Она открыла пудреницу и пуховкой слегка коснулась щек.
─ Как настроение у Наума? Он один?
─ Да, с кем же ему быть?.. Вы же его благоверную из дома выставили. С этого момента он и заходить стал реже. А если и заходит, всегда один.
Варя укоряюще поджала губы. Аркадия Павловна знала: она осуждает ее непримиримое отношение к браку Наума.
─ А как я могу принимать в своем доме эту дворняжку? Науму дали блестящее образование: МГИМО, международная журналистика. Я всегда гордилась сыном. Блестяще женила мальчика. На ровне, между прочим. Но брак на мою беду развалился через год. Откуда взялась эта лимита? Знаешь, Варя, ты иди. Кто мне рассказывал о чудо-бульоне? Мальчика нужно накормить. Я сейчас буду…
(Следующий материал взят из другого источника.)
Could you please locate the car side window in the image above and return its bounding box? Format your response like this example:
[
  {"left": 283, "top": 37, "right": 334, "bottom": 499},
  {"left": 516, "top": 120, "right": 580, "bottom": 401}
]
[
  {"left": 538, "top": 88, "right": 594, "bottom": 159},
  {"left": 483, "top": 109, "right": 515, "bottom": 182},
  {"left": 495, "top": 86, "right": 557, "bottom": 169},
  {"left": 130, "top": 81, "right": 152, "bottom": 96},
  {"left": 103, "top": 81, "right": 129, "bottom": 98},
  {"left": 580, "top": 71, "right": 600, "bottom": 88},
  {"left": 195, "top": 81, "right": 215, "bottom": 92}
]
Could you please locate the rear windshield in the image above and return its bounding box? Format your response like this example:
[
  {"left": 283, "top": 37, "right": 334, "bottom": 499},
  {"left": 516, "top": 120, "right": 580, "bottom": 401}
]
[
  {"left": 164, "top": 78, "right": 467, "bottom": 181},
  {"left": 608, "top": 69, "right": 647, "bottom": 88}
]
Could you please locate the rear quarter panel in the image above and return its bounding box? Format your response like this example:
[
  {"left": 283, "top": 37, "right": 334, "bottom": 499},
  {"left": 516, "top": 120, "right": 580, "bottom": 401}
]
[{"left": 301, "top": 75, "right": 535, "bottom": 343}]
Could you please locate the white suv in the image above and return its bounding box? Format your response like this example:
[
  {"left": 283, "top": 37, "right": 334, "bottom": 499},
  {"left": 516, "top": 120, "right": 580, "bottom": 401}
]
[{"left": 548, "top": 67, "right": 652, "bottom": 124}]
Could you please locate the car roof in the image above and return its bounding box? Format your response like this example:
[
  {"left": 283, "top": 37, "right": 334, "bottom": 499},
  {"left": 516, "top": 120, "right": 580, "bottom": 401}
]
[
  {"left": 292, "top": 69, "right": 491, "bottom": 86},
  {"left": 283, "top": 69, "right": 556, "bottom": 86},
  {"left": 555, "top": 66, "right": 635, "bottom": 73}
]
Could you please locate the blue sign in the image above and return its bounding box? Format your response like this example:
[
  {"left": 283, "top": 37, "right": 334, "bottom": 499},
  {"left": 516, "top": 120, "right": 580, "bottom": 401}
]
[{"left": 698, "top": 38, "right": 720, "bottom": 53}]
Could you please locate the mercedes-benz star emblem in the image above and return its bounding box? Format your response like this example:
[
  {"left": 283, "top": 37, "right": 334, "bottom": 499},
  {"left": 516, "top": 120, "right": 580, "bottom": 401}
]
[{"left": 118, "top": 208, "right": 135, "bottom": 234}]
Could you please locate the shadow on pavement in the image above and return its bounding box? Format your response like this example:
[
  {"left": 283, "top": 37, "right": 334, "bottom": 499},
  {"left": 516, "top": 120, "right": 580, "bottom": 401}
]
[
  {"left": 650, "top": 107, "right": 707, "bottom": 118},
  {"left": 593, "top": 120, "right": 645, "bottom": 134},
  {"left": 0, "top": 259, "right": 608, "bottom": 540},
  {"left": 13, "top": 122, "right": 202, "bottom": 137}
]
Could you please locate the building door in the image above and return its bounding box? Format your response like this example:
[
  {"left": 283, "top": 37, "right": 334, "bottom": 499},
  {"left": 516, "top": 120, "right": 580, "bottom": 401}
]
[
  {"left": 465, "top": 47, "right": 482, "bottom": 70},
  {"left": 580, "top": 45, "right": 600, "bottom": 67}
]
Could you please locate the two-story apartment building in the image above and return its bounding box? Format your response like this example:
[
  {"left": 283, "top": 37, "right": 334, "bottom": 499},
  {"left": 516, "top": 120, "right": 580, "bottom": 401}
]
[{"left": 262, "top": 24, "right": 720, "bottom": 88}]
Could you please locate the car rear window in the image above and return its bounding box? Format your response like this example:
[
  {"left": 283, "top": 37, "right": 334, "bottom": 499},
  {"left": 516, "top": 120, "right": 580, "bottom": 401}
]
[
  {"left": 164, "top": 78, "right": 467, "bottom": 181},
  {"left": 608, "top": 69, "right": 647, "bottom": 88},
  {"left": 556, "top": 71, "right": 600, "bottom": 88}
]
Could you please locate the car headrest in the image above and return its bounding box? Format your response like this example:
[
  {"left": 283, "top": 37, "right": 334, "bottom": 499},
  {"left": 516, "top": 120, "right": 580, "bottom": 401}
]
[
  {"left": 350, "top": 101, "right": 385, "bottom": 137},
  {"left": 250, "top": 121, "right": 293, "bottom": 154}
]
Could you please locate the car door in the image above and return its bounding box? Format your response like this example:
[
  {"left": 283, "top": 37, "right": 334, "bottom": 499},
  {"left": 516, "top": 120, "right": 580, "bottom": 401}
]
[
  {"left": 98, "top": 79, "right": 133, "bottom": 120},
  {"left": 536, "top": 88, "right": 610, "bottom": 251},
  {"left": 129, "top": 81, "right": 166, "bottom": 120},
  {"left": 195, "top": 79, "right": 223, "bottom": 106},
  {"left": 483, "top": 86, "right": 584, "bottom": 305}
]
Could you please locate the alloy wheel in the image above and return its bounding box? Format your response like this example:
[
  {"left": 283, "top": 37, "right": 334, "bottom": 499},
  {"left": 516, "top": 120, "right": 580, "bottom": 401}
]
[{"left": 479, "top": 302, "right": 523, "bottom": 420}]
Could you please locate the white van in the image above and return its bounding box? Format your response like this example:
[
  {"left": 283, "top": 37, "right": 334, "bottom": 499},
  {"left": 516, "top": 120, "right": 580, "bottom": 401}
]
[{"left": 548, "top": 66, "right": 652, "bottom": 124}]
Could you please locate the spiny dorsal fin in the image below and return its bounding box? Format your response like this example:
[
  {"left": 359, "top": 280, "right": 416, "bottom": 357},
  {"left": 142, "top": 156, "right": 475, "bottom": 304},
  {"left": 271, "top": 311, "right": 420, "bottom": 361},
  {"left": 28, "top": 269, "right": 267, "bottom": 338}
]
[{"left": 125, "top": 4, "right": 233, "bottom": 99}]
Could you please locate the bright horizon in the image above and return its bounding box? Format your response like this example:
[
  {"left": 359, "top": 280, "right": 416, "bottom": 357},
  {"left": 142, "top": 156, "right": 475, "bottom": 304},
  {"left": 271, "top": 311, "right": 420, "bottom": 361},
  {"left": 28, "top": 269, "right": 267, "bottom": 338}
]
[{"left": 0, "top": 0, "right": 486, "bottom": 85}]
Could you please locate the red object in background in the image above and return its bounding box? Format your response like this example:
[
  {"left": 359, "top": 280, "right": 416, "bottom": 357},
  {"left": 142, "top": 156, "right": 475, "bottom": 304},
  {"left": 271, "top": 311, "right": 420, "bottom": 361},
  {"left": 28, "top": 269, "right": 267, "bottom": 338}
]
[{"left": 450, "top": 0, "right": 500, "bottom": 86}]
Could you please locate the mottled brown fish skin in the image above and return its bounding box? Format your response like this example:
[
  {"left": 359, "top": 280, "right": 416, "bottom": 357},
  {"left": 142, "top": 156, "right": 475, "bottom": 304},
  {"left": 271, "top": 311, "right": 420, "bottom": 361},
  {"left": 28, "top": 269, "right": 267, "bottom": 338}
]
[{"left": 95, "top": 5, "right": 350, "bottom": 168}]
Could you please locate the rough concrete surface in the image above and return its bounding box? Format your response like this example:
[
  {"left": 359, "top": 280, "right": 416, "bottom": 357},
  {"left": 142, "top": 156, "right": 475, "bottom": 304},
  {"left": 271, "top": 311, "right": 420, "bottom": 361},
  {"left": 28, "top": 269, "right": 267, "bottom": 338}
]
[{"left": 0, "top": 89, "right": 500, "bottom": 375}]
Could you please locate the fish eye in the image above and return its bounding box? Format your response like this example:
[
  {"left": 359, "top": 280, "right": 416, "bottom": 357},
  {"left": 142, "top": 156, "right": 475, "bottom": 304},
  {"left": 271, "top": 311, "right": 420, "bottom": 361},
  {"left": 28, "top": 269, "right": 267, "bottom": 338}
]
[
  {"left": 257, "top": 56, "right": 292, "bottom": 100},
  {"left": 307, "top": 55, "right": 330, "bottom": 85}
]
Аркадия Павловна злилась на себя за то, что ей всегда хотелось оправдаться в своем поведении с сыном и невесткой, которую она люто возненавидела с самого первого ее визита в свой дом. Ей хотелось бы, чтобы Варя с ее преданностью была на ее стороне ─ разделяла бы ее тревогу, беспокоилась бы за Наума, обличала бы эту выскочку. Аркадия Павловна отметила вдруг, что никогда не называет в своих страстных внутренних монологах невестку по имени. «Даже имя у нее дурацкое! Маша… И, самое главное, редкое. Ну откуда, скажите на милость, в этой девчонке столько собственного достоинства, ну разве имеет она на это право? Что у нее есть? Может быть, корни, которыми стоит гордиться? Или достаток? Или слава? Откуда эта принцессность и самоуважение? Ну, да, смазливая мордашка, сложена ─ ну, не то чтобы… Неплохо сложена…» В этом месте Аркадия Павловна брезгливо поморщилась своим мыслям. Дело в том, что ночью, под одеялом, она отдавала себе отчет в том, что несет полную чушь, и внутренний монолог в этом месте приобретал иную траекторию: «Господи, Аркаша, неужели ты действительно так думаешь? Неужели и правда считаешь, что степень выраженности чувства собственного достоинства зависит от материальных благ, статуса, успеха, публичности профессии, власти? Разве это качество так уж плохо? Разве человек, обладающий им, не может взять ответственность за свою жизнь и жизнь другого человека? И разве не этого ты всегда хотела для Наума? Вроде бы так… Отчего меня так задевает ее поведение?»
Аркадия Павловна вновь посмотрела на себя в зеркало. «Нужно немедленно прекратить этот внутренний диалог. Наум не должен видеть меня в растрепанных чувствах. А не принимаю я Машу потому, что она считает меня не слишком хорошим человеком. И прямодушна до безобразия ─ не может этого скрыть. Чувство это всегда накрывает, когда тебя на мелкой пакости поймали, как шкодливую кошку, стащившую что-то со стола. Жаль только, что со слов Наума формировалось Машино отношение ко мне. Никак иначе. Ну, да Бог с ними!»